If you're using a bucket or other short container, the bottom should be covered with an inch or two of oil or molasses so the critters which fall in can't get up enough momentum to jump out. Oil works better for continuous use, and you may want to stretch the paper on a separate hoop so you can remove it to get your "catch" out of the barrel. The 55gallon drum with two or three inches of oil in the bottom is the best trap for rats.

In case of problems with rats or ground squirrels or gophers or muskrats burrowing around your foundations or walls, pack the holes full of coarsely crushed glass. They won't dig through that stuff but you can't dig in it much either, so don't use it in the garden or flowerbed.

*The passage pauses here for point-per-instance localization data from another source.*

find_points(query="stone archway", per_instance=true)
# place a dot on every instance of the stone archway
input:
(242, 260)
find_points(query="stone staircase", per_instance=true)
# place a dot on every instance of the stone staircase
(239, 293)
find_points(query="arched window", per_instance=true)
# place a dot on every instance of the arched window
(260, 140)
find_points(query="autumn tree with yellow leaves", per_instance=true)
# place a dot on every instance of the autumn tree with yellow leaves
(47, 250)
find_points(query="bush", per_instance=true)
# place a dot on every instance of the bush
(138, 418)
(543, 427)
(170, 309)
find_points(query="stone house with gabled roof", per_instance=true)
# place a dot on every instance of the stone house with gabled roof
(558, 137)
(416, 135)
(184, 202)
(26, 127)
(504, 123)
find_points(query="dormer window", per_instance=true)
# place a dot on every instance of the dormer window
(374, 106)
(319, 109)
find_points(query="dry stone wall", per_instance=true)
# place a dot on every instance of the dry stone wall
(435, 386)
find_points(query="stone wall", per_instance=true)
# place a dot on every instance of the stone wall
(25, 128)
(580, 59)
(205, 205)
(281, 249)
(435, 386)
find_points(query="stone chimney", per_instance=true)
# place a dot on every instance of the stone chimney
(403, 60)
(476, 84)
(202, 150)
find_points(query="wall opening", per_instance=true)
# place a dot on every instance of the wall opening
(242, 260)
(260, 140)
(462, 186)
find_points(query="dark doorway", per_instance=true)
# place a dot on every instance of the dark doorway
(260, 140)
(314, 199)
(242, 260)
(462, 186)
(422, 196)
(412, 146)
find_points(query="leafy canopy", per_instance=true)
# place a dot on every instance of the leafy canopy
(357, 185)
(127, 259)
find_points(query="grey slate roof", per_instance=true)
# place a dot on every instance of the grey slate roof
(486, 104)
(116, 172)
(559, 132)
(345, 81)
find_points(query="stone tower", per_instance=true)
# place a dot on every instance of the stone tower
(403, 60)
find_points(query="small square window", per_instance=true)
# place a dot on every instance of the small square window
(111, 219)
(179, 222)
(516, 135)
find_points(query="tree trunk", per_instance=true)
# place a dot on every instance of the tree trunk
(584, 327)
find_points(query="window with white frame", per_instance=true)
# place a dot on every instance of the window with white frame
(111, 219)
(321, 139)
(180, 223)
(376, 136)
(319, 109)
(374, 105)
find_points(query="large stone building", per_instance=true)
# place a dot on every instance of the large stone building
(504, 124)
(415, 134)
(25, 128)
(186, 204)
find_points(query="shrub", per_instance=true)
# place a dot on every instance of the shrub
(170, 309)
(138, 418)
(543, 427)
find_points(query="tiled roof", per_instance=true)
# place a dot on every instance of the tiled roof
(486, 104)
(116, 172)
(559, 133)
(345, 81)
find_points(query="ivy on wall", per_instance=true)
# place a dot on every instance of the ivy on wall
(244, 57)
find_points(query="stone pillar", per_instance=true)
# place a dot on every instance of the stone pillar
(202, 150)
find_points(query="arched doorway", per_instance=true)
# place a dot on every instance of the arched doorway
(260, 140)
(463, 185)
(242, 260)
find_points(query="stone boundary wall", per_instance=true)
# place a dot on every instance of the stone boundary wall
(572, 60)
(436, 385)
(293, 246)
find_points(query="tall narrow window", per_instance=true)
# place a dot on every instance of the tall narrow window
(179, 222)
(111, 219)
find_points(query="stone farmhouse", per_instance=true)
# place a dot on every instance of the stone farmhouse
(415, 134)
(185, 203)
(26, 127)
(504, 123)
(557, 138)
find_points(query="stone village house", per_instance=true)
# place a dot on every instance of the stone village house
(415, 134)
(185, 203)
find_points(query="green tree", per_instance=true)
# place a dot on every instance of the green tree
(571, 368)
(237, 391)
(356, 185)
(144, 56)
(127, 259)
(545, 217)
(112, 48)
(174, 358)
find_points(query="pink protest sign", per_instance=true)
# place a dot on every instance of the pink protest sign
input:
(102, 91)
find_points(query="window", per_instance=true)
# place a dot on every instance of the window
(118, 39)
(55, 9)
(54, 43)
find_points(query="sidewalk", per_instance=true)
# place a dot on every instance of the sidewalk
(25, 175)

If the crows or blackbirds are getting your newly planted corn or peas or whatever, try making cones out of old fashioned sticky flypaper. They should be about eight inches long for crows, smaller for blackbirds. Bury the

traps in the earth point down, open end even with the surface of the ground. Put a kernel of corn or a few wheat grains way down in the bottom of each cone and scatter more around the hole for bait. When the crow tries to get the seed, he comes up wearing the flypaper on his head. Thus blinded, he won't fly and is easy to capture or shoot however you're inclined. After you've caught a few you'll probably have to quit for a while or try a new location. Those birds are smart and soon figure out any scheme to trap them.